Кругом невольницы меж тем

Шербет носили ароматный,

И песнью звонкой и приятной

Вдруг огласили весь гарем.

 

В обеих песнях сказывается уже способность Пушкина проникать в душу чужого народа, которая придает его экзотическим поэмам художественную правдивость, отсутствующую в поэмах Байрона:

 

«Дарует небо человеку

Замену слез и частых бед:

Блажен факир, узревший Мекку

На старости печальных лет.

Но тот блаженней, о Зарема,

Кто, мир и негу возлюбя,

Как розу, в тишине гарема

Лелеет, милая, тебя».

 

В эти две южные поэмы Пушкин вложил два несходных момента своей сердечной душевной жизни. Как все художники, он освобождался, преображая свои внутренние переживания в художественные образы. В «Кавказском пленнике» Пушкин хотел и мог изобразить психологию своего поколения: «Отступник света, друг природы… Невольник чести беспощадной… Свобода, он одной тебя еще искал в подлунном мире…»

Непосредственную цельность и силу чувства дикой черкешенки он противопоставил мрачной разочарованности и пресыщенности героя.

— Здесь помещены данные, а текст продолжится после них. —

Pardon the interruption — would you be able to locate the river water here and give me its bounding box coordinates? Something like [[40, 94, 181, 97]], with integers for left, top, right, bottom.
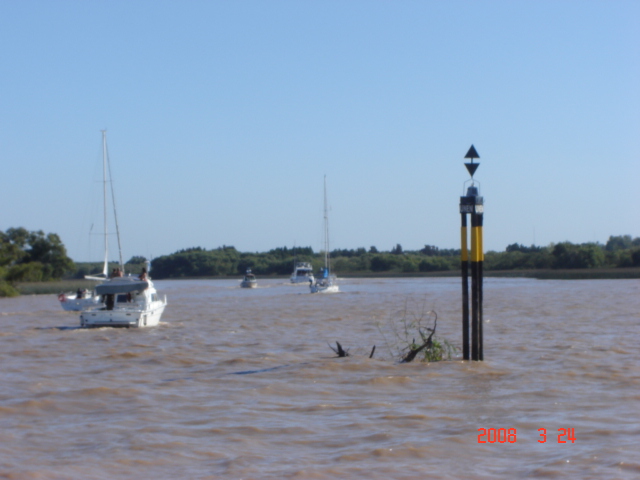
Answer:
[[0, 278, 640, 480]]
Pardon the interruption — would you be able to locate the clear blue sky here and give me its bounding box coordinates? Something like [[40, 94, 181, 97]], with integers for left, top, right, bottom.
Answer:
[[0, 0, 640, 261]]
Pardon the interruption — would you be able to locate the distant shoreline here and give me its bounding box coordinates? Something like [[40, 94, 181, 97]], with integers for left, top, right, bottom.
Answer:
[[17, 267, 640, 295]]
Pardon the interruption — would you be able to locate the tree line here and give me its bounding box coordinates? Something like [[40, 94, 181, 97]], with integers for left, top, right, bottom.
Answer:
[[0, 228, 640, 297], [0, 227, 75, 297], [145, 235, 640, 278]]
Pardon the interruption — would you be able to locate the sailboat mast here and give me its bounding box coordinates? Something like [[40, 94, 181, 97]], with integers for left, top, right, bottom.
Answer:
[[324, 175, 330, 275], [101, 130, 109, 277], [104, 141, 124, 274]]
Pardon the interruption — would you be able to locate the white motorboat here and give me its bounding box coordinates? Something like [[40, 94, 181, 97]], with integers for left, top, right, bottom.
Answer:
[[240, 268, 258, 288], [291, 262, 314, 283], [310, 175, 340, 293], [80, 275, 167, 328]]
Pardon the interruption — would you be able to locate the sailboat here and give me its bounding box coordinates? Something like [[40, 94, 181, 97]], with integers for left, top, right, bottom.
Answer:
[[310, 175, 340, 293], [58, 130, 115, 311], [80, 130, 167, 327], [240, 268, 258, 288]]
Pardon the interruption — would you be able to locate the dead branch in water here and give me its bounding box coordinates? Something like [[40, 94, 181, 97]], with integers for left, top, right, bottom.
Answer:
[[329, 342, 349, 357], [400, 318, 438, 363], [327, 342, 376, 358]]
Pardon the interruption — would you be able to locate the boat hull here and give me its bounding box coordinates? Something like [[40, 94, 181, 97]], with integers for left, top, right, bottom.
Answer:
[[80, 300, 167, 328], [311, 284, 340, 293]]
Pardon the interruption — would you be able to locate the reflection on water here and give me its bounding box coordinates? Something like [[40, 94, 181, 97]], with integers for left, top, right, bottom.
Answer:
[[0, 278, 640, 479]]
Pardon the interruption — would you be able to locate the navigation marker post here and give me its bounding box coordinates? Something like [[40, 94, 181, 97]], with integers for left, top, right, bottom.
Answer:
[[460, 145, 484, 360]]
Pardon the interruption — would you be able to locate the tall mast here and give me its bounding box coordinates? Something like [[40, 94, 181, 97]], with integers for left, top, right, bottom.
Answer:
[[101, 130, 109, 277], [324, 175, 330, 275], [104, 131, 124, 274]]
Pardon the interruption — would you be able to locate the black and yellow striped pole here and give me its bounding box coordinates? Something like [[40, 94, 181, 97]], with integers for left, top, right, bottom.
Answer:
[[460, 145, 484, 360]]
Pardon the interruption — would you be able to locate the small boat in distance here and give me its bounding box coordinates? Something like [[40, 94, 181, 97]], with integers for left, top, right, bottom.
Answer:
[[291, 262, 314, 283], [309, 175, 340, 293], [240, 268, 258, 288]]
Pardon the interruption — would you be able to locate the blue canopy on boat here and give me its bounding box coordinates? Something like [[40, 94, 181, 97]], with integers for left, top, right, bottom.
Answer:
[[96, 280, 149, 295]]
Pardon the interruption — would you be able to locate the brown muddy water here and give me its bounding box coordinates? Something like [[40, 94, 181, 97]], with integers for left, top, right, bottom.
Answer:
[[0, 278, 640, 480]]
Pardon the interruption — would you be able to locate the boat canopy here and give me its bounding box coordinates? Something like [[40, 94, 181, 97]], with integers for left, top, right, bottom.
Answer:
[[96, 280, 149, 295]]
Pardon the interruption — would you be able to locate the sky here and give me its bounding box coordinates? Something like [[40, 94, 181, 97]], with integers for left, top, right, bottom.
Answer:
[[0, 0, 640, 261]]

В «Бахчисарайском фонтане» действие перенесено в другую эпоху, люди принадлежат к другой культуре. Только чувства, их волнующие, – пугливое целомудрие Марии, страстная ревность Заремы, рыцарская любовь Гирея к своей беззащитной польской красавице, – все это вечные чувства, из века в век владеющие людьми. Тайну очарования «Руслана и Людмилы» составляет сладострастная, отроческая влюбленность в женственное начало. «Бахчисарайский фонтан» начат через два года после окончания первой поэмы. Более мужественная страсть трепещет в каждом стихе. Пушкин предполагал назвать эту поэму любви «Харем». Белинский считал «Бахчисарайский фонтан» «роскошной поэтической мечтой юноши… Музыкальность стихов, сладострастие созвучий нежат и лелеют очарованное ухо читателя… При этой роскоши и невыразимой сладости поэзии, которыми так полон «Бахчисарайский фонтан», в нем пленяет эта легкая светлая грусть, эта поэтическая задумчивость…».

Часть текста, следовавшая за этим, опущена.